Peter Thomas edited this page Sep 7, 2023 · 44 revisions

Karate has first-class debug support based on the Debug Adapter Protocol (DAP) standard. The Karate Visual Studio Code Extension has support for debugging Karate tests.

The Karate Extension takes care of starting a debug session automatically and passing the details of feature files and break-points to the debug server.

The information below is for those who may want to start a debug-server manually and then you can point Visual Studio Code to it by using the following property in your launch configuration - once you have debug support for Karate *.feature files installed.

"debugServer": 4711

Karate CLI

Karate has a Command Line Interface (CLI) by which you can perform some actions without needing to write Java code, and all you need is a *.feature file and other optional Karate artifacts. The entry point is the same for the Java library as well as the Standalone JAR.

The command to start a debug server is -d or --debug and a port number is optional. Besides printing the chosen port to the console, Karate will save a file called karate-debug-port.txt after the server is ready to receive connections - and this will be in the default build directory (typically ./target). This file is designed for IDE-s that run in a different process to be able to start and synchronize debug sessions cleanly.

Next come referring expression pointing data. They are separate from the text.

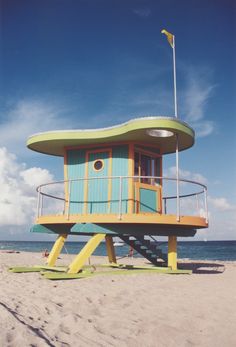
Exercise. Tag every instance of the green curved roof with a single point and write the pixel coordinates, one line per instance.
(54, 142)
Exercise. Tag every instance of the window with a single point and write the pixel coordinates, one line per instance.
(147, 165)
(98, 165)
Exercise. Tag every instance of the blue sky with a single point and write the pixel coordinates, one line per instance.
(88, 64)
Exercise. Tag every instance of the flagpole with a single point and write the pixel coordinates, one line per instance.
(174, 68)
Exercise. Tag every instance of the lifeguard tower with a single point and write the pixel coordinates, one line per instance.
(114, 187)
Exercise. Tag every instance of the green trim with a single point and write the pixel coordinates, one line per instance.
(54, 142)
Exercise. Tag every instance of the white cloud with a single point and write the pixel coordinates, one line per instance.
(185, 174)
(26, 118)
(221, 204)
(18, 196)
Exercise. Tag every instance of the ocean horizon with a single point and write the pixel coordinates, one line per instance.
(195, 250)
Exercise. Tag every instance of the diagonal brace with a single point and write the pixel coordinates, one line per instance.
(85, 253)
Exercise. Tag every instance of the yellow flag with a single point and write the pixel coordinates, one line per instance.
(170, 37)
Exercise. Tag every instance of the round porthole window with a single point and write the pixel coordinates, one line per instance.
(98, 165)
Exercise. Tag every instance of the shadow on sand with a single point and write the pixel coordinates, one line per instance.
(202, 267)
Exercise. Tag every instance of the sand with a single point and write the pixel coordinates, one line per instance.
(135, 310)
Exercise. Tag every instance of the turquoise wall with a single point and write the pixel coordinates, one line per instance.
(119, 168)
(97, 190)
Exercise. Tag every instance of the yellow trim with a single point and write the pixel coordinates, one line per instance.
(172, 252)
(135, 218)
(85, 253)
(147, 152)
(56, 249)
(110, 249)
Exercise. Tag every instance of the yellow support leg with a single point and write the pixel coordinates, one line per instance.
(110, 249)
(85, 253)
(172, 252)
(56, 249)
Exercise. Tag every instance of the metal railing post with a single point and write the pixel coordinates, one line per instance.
(165, 206)
(206, 204)
(120, 198)
(197, 203)
(68, 205)
(177, 179)
(38, 202)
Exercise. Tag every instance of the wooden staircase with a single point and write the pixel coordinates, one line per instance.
(149, 249)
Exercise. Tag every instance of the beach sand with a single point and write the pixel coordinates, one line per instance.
(118, 310)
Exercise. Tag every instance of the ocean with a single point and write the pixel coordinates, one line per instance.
(198, 250)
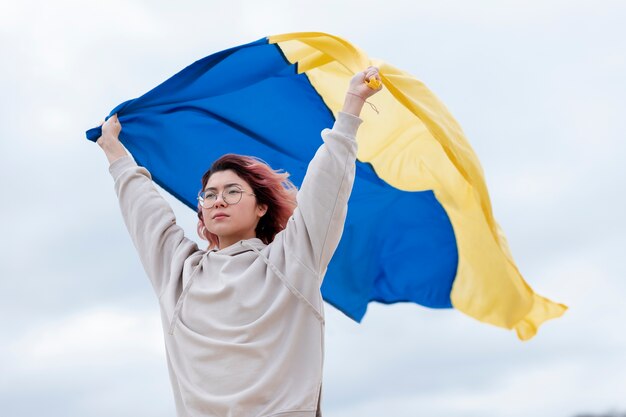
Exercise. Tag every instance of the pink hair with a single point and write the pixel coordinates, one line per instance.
(270, 187)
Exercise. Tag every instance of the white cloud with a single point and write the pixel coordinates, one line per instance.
(538, 87)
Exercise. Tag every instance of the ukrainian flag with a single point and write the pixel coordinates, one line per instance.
(420, 227)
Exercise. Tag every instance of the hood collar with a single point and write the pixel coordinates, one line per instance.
(241, 246)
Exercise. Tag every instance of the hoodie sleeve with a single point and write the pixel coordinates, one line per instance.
(150, 222)
(313, 232)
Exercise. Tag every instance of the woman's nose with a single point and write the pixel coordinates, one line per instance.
(219, 200)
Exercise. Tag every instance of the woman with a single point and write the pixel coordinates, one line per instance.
(244, 319)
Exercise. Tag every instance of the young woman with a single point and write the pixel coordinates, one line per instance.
(244, 320)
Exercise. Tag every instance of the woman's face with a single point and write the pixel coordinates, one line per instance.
(231, 222)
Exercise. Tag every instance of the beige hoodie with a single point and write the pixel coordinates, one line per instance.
(244, 326)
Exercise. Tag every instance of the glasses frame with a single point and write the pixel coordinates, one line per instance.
(201, 199)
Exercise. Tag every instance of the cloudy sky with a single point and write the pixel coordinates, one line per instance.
(538, 87)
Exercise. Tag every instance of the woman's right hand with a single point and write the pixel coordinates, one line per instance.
(109, 141)
(110, 131)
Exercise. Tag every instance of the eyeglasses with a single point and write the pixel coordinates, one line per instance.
(230, 196)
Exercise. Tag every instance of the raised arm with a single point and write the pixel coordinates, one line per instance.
(314, 231)
(149, 219)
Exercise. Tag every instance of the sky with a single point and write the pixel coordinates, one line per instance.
(538, 87)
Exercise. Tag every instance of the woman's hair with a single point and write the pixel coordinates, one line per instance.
(271, 187)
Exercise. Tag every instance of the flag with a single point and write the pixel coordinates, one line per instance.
(420, 226)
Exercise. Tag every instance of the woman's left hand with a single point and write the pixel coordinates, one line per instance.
(358, 83)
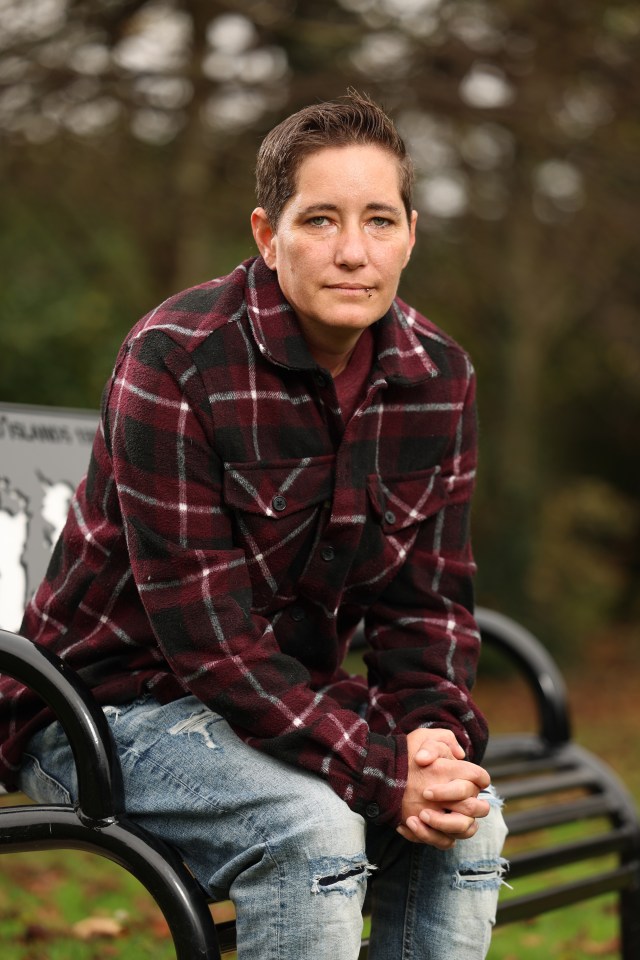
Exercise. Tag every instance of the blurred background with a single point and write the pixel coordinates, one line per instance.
(128, 132)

If you are on Windows and run into issues, see the Windows section of this page.

Standalone JAR

So for the standalone JAR - this will start the debug server on any free port.

java -jar karate.jar -d

Or to force a port:

java -jar karate.jar -d 4711

Classpath

For the standalone-jar, you may need finer control over the classpath, refer to the documentation for more. For example the below adds the "current directory" (.) to the root of the classpath on linux / mac.

java -cp karate.jar:. com.intuit.karate.Main -d

If you are on windows - use ; instead of : in the above classpath. Also see Windows.

Maven

When using Karate as a Java library (typically via Maven or Gradle), you can directly use the main class com.intuit.karate.Main via Maven like this:

mvn test-compile exec:java -Dexec.mainClass=com.intuit.karate.Main -Dexec.args=-d -Dexec.classpathScope=test

Gradle

If using Gradle, you can define a task to do this:

task karateDebug(type: JavaExec) {
    classpath = sourceSets.test.runtimeClasspath
    main = 'com.intuit.karate.Main'
}

And with that, on the command-line you can do this:

gradle karate --args="-d" 

Karate Options

For a full list, refer to the documentation or use the -h or --help option.

  • -t tags
  • -T threads
  • -n Scenario name
  • feature-file or path (directory) as the last parameter
  • you can append a line-number (e.g: :30) to the feature-file above if you want to only execute that Scenario (or Scenario Outline row in an Examples table.

What this means is you can debug parallel-execution if you want - which may be useful to troubleshoot problems in large test-suites. VS Code plugin users can create an additional launch configuration and instead of using the feature key, add a new one called karateOptions - where you can add the details of the tags, threads and feature / paths to execute as the feature property.

        {
            "type": "karate",
            "name": "myname",
            "request": "launch",
            "feature": "${file}",
            "karateOptions": "-t ~@ignore -T 5"
        }

If you run into problems with VS Code starting the debug server, you can fall back to the last resort - of starting the debug server manually. The nice thing about VS Code is that it supports an extra "debugServer": 4711 property in the above launch-config snippet. And if present, VS Code will completely bypass the plugin when you hit the debug "play" button and will connect to the Karate server directly.